Today, Animoto productions get even snazzier, letting you add video clips to a montage in addition to still images.

CEO Brad Jefferson says the introduction and popularity of the iPhone 3G S which brought video recording to the phone helped urge Animoto's developers to support video clips now.

"The iPhone really changed the landscape of video," Jefferson says. "Now you don't even have to connect the camera to the computer to get to the footage. You just send it directly from the phone. That's taken a lot of the challenges away."

To make an Animoto clip, you register at the site, upload your media, choose background music from about 300 Animoto-supplied independent songs, then wait a few minutes for the software to render it into an online production.

The company, which has attracted 850,000 registered users, offers free 30-second clips that can be posted online. About 10% of users pay to make longer videos, for $3 each or $30 a year.

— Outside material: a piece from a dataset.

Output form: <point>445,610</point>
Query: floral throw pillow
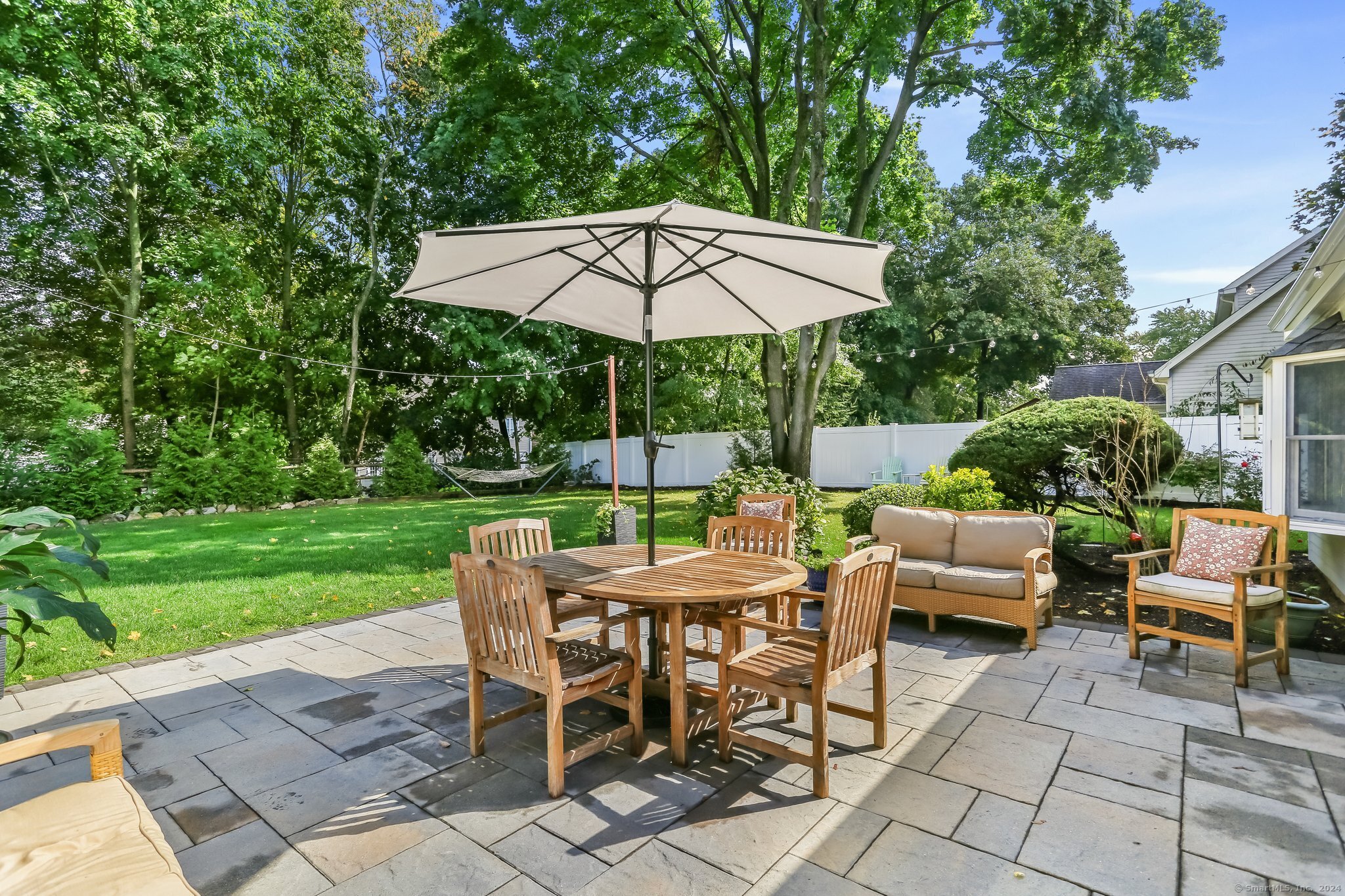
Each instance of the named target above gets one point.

Animoto competes in a crowded field. Free services from Slide and RockYou have lower production values but appeal to the mass audiences who use social networks such as Facebook and MySpace. PhotoShow, owned by software giant Roxio, offers free, limited videos or unlimited subscriptions for $39.99 a year.

PhotoShow founder Chad Richard, who sold his company to Roxio in 2008 for an undisclosed sum, says Animoto's greatest challenge is getting people to pay. "A lot of the potential customers are the teens and college crowd, and they don't tend to have access to credit cards," he says. "And it's a hard model to get people to pay each time they go."